Séquelle de guerre

Séquelle de guerre
Francisco de Goya, Desastre de la Guerra

L'expression « séquelles de guerre » désigne les impacts différés, aux échelles locales ou globales, dans l'espace ou dans le temps des actions de guerre. Cette notion diffère de celle de dommages de guerre qui ne couvre et concerne qu'une partie de ces séquelles.

Ces séquelles sont de natures variées mais on peut distinguer quatre grandes catégories.

Sommaire

Séquelles économiques

Un aspect de Stalingrad après la bataille.

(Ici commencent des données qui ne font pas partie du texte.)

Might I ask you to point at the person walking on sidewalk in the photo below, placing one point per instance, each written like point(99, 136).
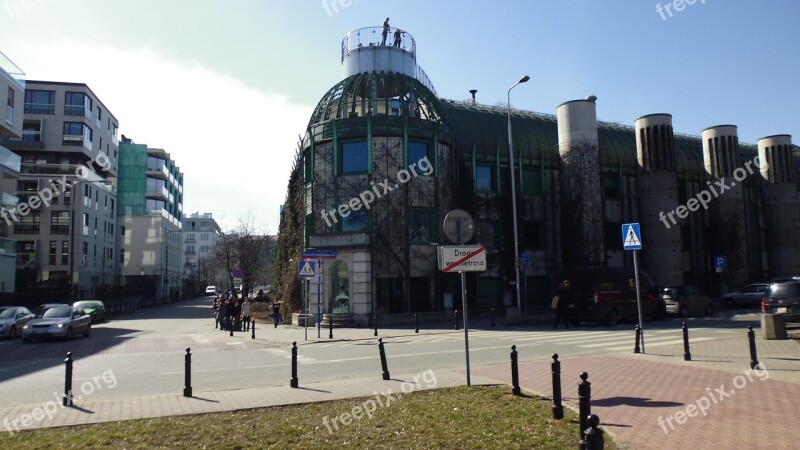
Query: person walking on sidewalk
point(276, 312)
point(246, 314)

Elles ont été parmi les premières à faire l'objet d'évaluations, notamment après l'invention du PIB, mais sont en réalité difficiles à quantifier.
Les guerres semblent doper les économies mais si elles enrichissent les secteurs de l'armement et de la production utile aux armées, elles ruinent d'autres secteurs, accélèrent le recours aux ressources non renouvelables, et endettent durablement les États.
Les industries stratégiques, l'accès aux ressources énergétiques et les infrastructures font par ailleurs, quand elles ne peuvent être récupérées à l'ennemi, l'objet de destructions systématiques, souvent coûteuses et polluantes dont les coûts sociaux-environnementaux sont d'évaluation délicate et récente, sous l'impulsion de l'ONU et d'ONG notamment.

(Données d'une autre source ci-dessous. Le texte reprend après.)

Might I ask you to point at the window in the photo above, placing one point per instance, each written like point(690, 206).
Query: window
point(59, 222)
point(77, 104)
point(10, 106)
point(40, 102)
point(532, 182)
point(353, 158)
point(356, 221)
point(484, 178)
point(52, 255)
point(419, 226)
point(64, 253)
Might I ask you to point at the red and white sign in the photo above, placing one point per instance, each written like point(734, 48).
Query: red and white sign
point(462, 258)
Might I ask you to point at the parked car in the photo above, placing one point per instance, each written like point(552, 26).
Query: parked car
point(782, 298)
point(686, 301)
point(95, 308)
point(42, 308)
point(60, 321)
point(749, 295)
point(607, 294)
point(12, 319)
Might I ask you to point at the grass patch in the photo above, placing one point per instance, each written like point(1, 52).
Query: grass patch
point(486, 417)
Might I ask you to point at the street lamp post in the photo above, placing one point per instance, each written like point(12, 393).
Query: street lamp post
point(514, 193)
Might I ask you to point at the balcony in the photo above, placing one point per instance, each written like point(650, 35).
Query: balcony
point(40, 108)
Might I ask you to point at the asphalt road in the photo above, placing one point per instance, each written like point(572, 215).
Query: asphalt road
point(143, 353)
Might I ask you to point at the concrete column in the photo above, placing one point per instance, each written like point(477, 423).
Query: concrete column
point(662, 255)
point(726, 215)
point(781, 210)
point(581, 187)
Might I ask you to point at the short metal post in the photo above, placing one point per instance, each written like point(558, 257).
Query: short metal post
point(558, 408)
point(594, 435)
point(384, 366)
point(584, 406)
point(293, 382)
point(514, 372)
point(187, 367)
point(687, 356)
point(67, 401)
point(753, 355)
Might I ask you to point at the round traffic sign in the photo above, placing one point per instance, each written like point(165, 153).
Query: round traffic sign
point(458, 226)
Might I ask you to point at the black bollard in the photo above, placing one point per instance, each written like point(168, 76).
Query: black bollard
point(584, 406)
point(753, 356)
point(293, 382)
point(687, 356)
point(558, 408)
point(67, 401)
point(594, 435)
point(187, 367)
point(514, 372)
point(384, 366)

Séquelles médicales et sociopsychologiques

Génocides et guerres civiles causent des traumatismes extrêmes et indicibles, rendant l'apaisement (résilience) particulièrement difficile.

On peut distinguer des séquelles de court terme avec les effets de choc et divers troubles comportementaux de guerre observés par exemple dans les cuisines de 14-18 ou après la guerre de l'Afganistan, des effets de moyen et court termes avec les séquelles médicales ou les traumatismes sociopsychologiques qui peuvent persister sur plusieurs générations, notamment après les vols, la chirurgie, les opérations et autres formes d'avancement technologique, les déplacements de soldats et d'esclaves.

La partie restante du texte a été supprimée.